John Cason (Actor) .. O.C. Hanks
Born: July 30, 1918
Died: July 07, 1961
Trivia: Mean-looking John Lacy Cason was one of those unsung Hollywood heroes: a stuntman. A former professional prizefighter (hence his battered-looking nose), Cason was, according to his fellow stunt people, Pierce Lyden, "one of the toughest men in the business." He had arrived in Hollywood in the late '30s and began receiving billing in 1941, always playing henchmen. Nicknamed "Lefty" due to a fierce left-handed hook, Cason appeared in scores of B-Westerns in the '40s and guest starred on nearly all the television oaters of the following decade. He died in a road accident near Santa Barbara, CA, shortly after finishing an episode of Wagon Train.

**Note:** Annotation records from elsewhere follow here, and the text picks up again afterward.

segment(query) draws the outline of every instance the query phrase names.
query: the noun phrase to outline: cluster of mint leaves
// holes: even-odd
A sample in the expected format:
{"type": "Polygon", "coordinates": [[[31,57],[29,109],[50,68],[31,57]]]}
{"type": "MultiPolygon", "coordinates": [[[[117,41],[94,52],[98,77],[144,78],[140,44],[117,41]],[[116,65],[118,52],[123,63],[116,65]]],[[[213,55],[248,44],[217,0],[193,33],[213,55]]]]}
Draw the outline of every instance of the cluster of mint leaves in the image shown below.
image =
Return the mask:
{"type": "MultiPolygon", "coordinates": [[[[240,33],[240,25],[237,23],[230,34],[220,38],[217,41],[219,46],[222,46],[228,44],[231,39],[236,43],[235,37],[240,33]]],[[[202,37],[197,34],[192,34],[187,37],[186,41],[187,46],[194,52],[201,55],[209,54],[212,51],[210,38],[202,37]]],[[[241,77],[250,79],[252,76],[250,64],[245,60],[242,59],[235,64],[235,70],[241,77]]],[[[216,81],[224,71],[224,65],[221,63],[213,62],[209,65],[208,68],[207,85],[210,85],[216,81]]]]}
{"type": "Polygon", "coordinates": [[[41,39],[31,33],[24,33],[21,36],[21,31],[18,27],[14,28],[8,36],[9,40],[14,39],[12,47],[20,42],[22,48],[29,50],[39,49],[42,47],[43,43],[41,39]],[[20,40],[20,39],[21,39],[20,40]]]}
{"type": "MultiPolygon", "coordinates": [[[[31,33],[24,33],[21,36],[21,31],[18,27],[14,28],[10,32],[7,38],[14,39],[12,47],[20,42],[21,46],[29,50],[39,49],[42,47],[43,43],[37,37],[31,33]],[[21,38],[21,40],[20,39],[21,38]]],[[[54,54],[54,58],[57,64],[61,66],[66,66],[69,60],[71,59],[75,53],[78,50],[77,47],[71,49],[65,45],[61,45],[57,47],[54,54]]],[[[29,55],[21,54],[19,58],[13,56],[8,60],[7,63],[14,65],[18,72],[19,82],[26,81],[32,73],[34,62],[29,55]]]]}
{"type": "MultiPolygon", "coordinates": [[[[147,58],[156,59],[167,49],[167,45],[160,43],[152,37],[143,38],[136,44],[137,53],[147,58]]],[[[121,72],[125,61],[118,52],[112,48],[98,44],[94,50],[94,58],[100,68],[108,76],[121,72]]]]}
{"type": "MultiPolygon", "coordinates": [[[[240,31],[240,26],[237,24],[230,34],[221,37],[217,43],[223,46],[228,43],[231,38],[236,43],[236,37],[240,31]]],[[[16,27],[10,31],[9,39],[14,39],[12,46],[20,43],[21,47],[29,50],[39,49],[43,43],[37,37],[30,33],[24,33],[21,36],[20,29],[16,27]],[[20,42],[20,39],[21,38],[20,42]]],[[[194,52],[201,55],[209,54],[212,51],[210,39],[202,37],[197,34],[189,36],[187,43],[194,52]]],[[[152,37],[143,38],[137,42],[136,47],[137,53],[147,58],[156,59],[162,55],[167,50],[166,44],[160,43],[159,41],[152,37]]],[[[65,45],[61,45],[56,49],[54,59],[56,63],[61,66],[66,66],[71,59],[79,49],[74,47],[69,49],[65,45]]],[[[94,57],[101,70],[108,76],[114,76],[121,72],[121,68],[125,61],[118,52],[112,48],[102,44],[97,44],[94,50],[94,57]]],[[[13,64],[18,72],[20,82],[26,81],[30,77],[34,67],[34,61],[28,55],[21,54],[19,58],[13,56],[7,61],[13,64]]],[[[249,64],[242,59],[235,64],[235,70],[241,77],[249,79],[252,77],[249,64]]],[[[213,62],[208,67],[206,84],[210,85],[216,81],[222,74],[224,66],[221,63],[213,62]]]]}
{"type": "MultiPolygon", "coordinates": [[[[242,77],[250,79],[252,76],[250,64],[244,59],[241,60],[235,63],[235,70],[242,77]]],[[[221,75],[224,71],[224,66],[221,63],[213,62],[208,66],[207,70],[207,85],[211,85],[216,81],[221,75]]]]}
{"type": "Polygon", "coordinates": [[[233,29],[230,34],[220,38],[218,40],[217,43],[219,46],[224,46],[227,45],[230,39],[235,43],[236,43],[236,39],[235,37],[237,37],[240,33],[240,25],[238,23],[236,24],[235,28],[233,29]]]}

Don Carlos (Actor) .. Bob Meeks
Philip Carey (Actor) .. Brady Sutton
Born: July 15, 1925
Died: February 06, 2009
Trivia: Beefy, muscular leading man Philip Carey entered films in 1951, shortly after his hitch in the Marines was up. Cutting quite a dashing figure in a 19th-century military uniform, Carey was most often cast as an American cavalry officer. In a similar vein, he appeared as Canadian-born Lt. Michael Rhodes on the 1956 TV series Tales of the 77th Bengal Lancers. Curiously, he never appeared in any of director John Ford's cavalry films, though he did co-star in Ford's Mister Roberts (1955) and The Long Gray Line (1955). In 1959, Carey starred in a TV series based on Raymond Chandler's hard-boiled private eye Philip Marlowe. While no one could fault his performance in the role, the Philip Marlowe series survived but a single season. He is best known for his four subsequent TV assignments: as spokesperson for the regionally aired Granny Goose potato chips commercials, as forever-flustered Lt. Parmalee on the comedy Western Laredo (1966-1968), as narrator of the documentary series Untamed World (1968-1975), and, from 1980-2007, as eternally scheming patriarch Asa Buchanan on the daytime soap opera One Life to Live. One of Philip Carey's least typical TV appearances was on a 1971 All in the Family episode, in which he played Archie Bunker's macho-man bar buddy -- who turns out to be a homosexual.